This is a difficult barrier to navigate; in fact, the reality is that some folks just won’t be able to attend your online event. But do make efforts to show your awareness of the issue, such as offering options for calling in, and providing documentation and content in advance, perhaps even by mail, and video links for downloading prior to the event.
When you are including rural and remote Canadians make sure your speakers are aware of ways in which they can present using tools that are light on download.
Also, quite often it helps to improve the overall experience to ask participants to turn off their screens for those times when rural Internet connectivity fluctuates.
The other obvious barrier affect anyone without access to the Internet due to economic and financial factors. For some online conference organizers it may be possible to create communal access points to boost participation among these groups of people.
There are two basic options to allow users to read along the spoken content presented:
- A person can be assigned with the task to Close Caption the meeting as it unfolds. This is an existing function within Zoom, for instance.
- An AI-based application, likeai can be seamlessly integrated with Zoom, for instance, to create a live machine-generated transcription. Otter.ai allows for some training of the application to aid with more reliable recognition of technical language or names, for instance.
The AI-based live transcription will have some error rate, but in our experience it is a useful tool despite those errors. Errors can also be generated by the human close captioning provider; the reduce errors due to fatigue it is advised to use a team of people to provide this function when it is essential.
Should a speaker’s presentation be available as a complete written text in advance that can be used within the live meeting to provide closed captioning as well.
Sign Language Interpretation
Hiring a sign language interpreter allows people with hearing impairments to participate. The sign language interpreter can work in both directions: signing the speakers, as well as verbalizing the signed comments from hearing-impaired participants. Those requiring interpretation can pin the Interpreter to appear in the main window of the video platform they use.
Respect for Diversity
Being mindful of the power imbalances to that exist for groups from different cultural and racial backgrounds is important in designing your online conference or event. Moving beyond tokenism and lip-service is an opportunity online conferences and events can seize.
Organizers, hosts and speakers should be mindful that the current terminology of BIPOC or IBPOC can make it appear as if the barriers are the same for Indigenous, Black and People of Colour.
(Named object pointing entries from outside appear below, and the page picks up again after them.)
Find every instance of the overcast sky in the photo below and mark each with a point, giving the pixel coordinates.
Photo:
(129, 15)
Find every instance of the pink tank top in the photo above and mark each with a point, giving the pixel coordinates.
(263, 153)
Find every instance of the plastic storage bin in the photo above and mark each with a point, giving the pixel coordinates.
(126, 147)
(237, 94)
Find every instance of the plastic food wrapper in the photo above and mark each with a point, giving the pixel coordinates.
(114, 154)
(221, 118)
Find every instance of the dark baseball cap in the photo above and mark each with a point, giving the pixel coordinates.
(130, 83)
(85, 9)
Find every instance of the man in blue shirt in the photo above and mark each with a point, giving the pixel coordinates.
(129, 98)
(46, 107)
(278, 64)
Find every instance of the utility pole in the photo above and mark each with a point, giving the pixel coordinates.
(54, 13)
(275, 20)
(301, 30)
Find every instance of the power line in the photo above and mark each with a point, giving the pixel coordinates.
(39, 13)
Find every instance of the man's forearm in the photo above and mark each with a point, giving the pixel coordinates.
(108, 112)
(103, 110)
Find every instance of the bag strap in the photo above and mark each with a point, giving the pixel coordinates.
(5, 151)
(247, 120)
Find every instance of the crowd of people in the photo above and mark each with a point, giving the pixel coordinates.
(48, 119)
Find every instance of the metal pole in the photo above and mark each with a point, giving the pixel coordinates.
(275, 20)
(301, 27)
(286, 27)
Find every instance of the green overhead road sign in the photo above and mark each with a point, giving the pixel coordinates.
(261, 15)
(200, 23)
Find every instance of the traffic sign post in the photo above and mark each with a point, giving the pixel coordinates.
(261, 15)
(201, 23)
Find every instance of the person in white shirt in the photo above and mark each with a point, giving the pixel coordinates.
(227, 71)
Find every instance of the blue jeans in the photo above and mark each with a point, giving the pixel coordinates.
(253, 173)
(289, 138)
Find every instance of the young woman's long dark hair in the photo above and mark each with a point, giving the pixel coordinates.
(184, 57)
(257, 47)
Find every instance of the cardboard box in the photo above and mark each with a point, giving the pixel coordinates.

While there are shared aspects, they each have their own contexts and a more nuanced understanding among conference staff and speakers should be fostered. Some actions you can take no matter the context of your online conference or event include:
Any online meeting takes place with people who live, work and play on Indigenous territories in Canada. Therefore, at minimum a meaningful land acknowledgement should be shared at the beginning of the proceedings.
Should it be possible to have a local Indigenous elder join the proceedings you can ask them to provide a welcoming ceremony or offer words of guidance for the online conference or event. Elders are paid or given an appropriate gift for their work in accordance with local Indigenous custom.
Although referring specifically to news reporting when visiting an Indigenous community, Duncan McCue’s note in Reporting in Indigenous Communities is a good general rule to follow: “Here’s the bottom-line on Indigenous customs and protocols: if you’re ever unsure about your interpretation of an Indigenous custom, or whether it’s appropriate to participate in, write about, or record, a ceremony, dance or song, ask your host.” This speaks to the ways in which mainstream society can appropriate the experiences, the stories of others and retell them for their own purposes, without regard for Indigenous and other equity seeking people.
Hire hosts, speakers, moderators who are Indigenous, Black and People of Colour to speak on a wide range of topic and issues, not merely those related to race or equity.
Different modes of meeting and sharing
Be mindful of culturally specific methods of designing your online event. By way of a simplistic example, white mainstream culture tends to be comfortable with hierarchical events, where speakers are on a stage, act as experts and have the attention of attendees focused on them. In other cultural contexts, circles or roundtables that invite everyone’s expertise and give everyone explicit space to speak and contribute may be favoured. In short, using a variety of modes of presentation and sharing experiences in the online event design, enhances active participation, enables learning and enriches the online conference experience for all.
Pay attention to who speaks up and who doesn’t in the online conference sessions. When you find that primarily people generally identified with the white mainstream culture in Canada take up lots of space, work to create space to speak and be heard for people from a diversity of backgrounds. This should be done without asking people to speak because they are black and to offer a black perspective.
Be yourself – consciously
Don’t apologize for who you are. Instead simply be aware of your relative privilege and how you use it. Each of us has experiences to share and contributions to make. When we join an online conference or event we want the content, the learning, the networking.be aware that for instance, as a white person sharing in a diverse group about your discomfort or feelings of guilt for having privilege simply asks listeners from less privileged backgrounds to take care of you emotionally. As an Indigenous, Black or Person of Colour who is not white you don’t need to preface your remarks in any way to take care of the other listeners; you can simply make your comment, insight or contribution.
Language barriers are one hurdle that may be somewhat easier to jump online than in person. For instance, Zoom, a popular video conferencing platform, has added a built-in simultaneous interpretation function, with nine default and up to five custom languages. Attendees can select the audio channel with the language of choice, with the option to mute the original.
There are an increasing number of cloud- and web-based online interpretation services available, 0ffering professional interpreters and promising ease of integration into your online event platform. Any AI-based automated translation services are not usually of sufficient professional quality, at this time, to be seriously considered.
Online conferences and events should develop and share their online harassment policies with attendees as part of the conference proceedings. Providing basic ground rules for online interaction and participation including standards related to language, stereotyping and discrimination sets expectations and aids in creating safe space. This type of policy should include a mechanism by which to flag any inappropriate behaviour to the organizers or hosts with pre-defined protocols for rapid response.
Safe space can be particularly difficult to achieve when an open meeting link has been shared and anyone can log on to an online event anonymously. When using registration processes that require actual email addresses to receive a link the odds of inappropriate behaviour and prejudicial or discriminatory language diminish in many cases.
Providing a facilitated ‘safe room’, or rooms, can be an effective way to reduce attendees simply leaving from your event. Instead whatever issue they encountered can be processed real time, and this may in the end nurture deeper dialogue, reflection and learning at least for the affected attendees and the host or organizer. Safe rooms should be set up so attendees can come and go from them at will and not have to be assigned to them. They should be regularly promoted and normalized.